Usually, customer return the sheet, realizing that there are many decisions to make that they havent thought about in the first place. Afterwards, we meet up and go through the sheet step by step. I've got some experience in coaching, so my main goal is to help the customer specify what is really needed, which helps me understand if I can do that, how much effort it would take and so on...

After all the steps are defined clearly enough, we agree on a contract of what will be done and whats the budget for it.

I realize that this is by far not the best approach to go, but having everything documented, every decision made, allows to recalculate without the customer feeling overwhelmed.

Normally, someone who hires a contractor to build a website/design something, does not have the necessary imagination or experience to even pinpoint what he/she _really_ wants.

Maybe this thread could be used to create not only a how-to on searching for jobs but maybe a basic questionnaire for clients to help them think about some things that need to be thought through bevor touching code and maybe help specify the request.

Like for example, how do you need to write your request with future development in mind (i.e. - want to go multilingual? do you really need to support IE6?) Some things that would be later explained by the contractor, consuming valuable time. There are so many good developers and builders on this forum, it should certainly be possible to find a consensus of "what would be best for most of us" and also putting the customer into the role of understanding requirements or impossibilities better without the need to talk to 10 different people.

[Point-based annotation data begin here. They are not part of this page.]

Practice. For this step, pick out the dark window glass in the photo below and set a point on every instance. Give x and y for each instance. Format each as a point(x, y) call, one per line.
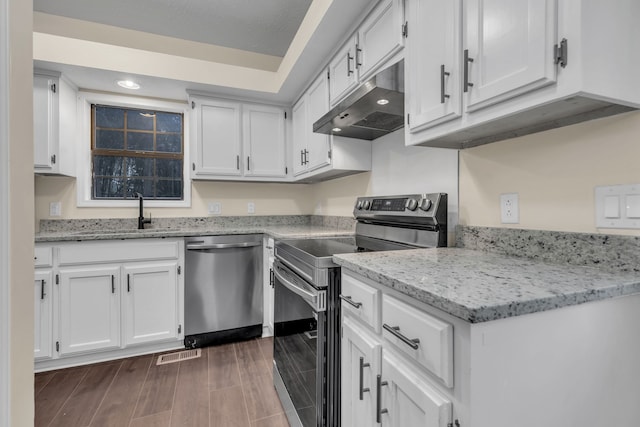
point(137, 151)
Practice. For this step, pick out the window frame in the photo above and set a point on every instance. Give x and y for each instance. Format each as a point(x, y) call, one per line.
point(84, 141)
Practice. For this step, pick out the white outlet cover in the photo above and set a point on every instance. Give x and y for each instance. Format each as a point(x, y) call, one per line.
point(509, 208)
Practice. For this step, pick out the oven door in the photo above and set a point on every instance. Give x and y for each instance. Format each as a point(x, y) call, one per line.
point(300, 348)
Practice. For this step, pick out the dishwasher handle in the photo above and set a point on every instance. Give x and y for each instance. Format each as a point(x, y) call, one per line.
point(201, 247)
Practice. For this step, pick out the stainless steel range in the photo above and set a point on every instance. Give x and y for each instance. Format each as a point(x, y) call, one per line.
point(306, 366)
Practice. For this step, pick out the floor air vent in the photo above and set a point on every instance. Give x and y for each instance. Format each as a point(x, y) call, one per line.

And maybe this thread should be moved to somewhere else :)
goldhat replied on at Permalink Reply
In terms of moving this thread I'd propose we've got enough ideas and interest in the topic to make a new forum about marketing, selling, business development? I mean if it goes into Chit Chat it might get lost in the mix. I'd be happy to see a few different conversations like this popup and it could also be a place for other opportunities like partnerships, rather than just jobs.
italinux replied on at Permalink Reply
Hello Pgee

I find your job post is a good match with my skills.
And I am interested and potentially available.

I am Italian, living in Paris France.
I am fluent with: English, Italian

This is my latest work with c5 (April 2014)

Have a look at my website for more.

- -
Kind Regards
Matteo Montanari
RadiantWeb replied on at Permalink Reply
I think @herent summed it up best.

I could add anything it would be to consider supply and demand.

If the supply of Quality dev's is great and the demand is low, then you can expect dirt cheep development cost.

If the demand for Quality developers is high and the supply of quality dev's is really low, then you can expect really high development cost.

Then you have the variable of what defines a "quality dev"

That means different things to different people.

What I would do is contact community members you see obvious evidence of quality from, and see if they might recommend someone if not able to do work for you themselves.

Always look at code. If you're not sure in that case, ask around.